Suddenly, the first of the daffodils has appeared, just as we started trying the ground for slurry. In fact, ground conditions were not bad, provided we chose the area carefully.

Even though ponds in fields are drying up, drains are still running, and it is apparent that any blockages in water courses or in what were assumed to be dry ditches are causing problems that are reflected in wet spots in the middle of fields.

Looking at our own situation, I wonder how many farmers have full farm drainage maps.

It’s easy enough where the land project grant-aided a modern drainage scheme – they prepared excellent maps for each scheme, but many farms have a patchwork of drains put in over the last 200 years or perhaps longer.

In many cases, they are still working, but the type of drain varies from mole type installation, with just stone laid in a trench running from a wet patch to a ditch. Often, the stone comes right up to the surface and it acts as a conduit for the water both down the profile and along the gently sloping trench to the ditch or water course.

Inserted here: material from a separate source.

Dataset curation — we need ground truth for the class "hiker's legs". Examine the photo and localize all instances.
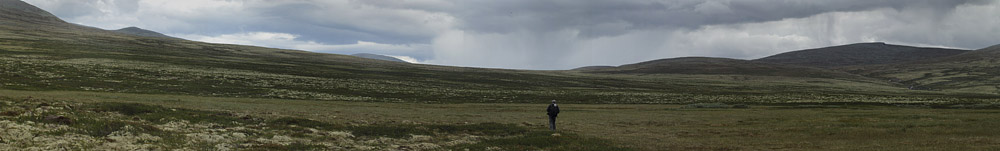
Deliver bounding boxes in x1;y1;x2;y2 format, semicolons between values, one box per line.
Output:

In other cases, early tiled drains were installed. In many of these, the diameter of the clay tile is very narrow and has, over the years, become clogged with silt or remnants of weeds and debris and often there is no option but to replace the whole system.

A year like this throws up evidence of where the problems are.

But to get back to this early spring, if and when the dry weather returns, we will start to graze some of the store cattle by day in some of the dry paddocks and follow the grazing with slurry. We have treated the slurry with an additive and there is no doubt the material has been easier to agitate and the normal pungent smell has been completely absent.

Whether the claim that there is less ammonia in the slurry and more available nitrate is another matter, I have no way of measuring whether or not the claim is valid; but I would be interested to know if there is a way of finding out.

On the tillage side, we still have no nitrogen or any other fertiliser bought. We have got one or two tentative quotes, but with grain prices back to the level of two years ago and nitrogen prices almost twice as high as they were then, the prospective margins are shrinking. There seems to be little prospect of cut price opportunistic imports.

Everyone in the trade with existing stocks has an interest in keeping prices as high as possible until the stocks are cleared.

Despite my reluctance to buy at current prices, we will have to place an order for at least some of our needs this week.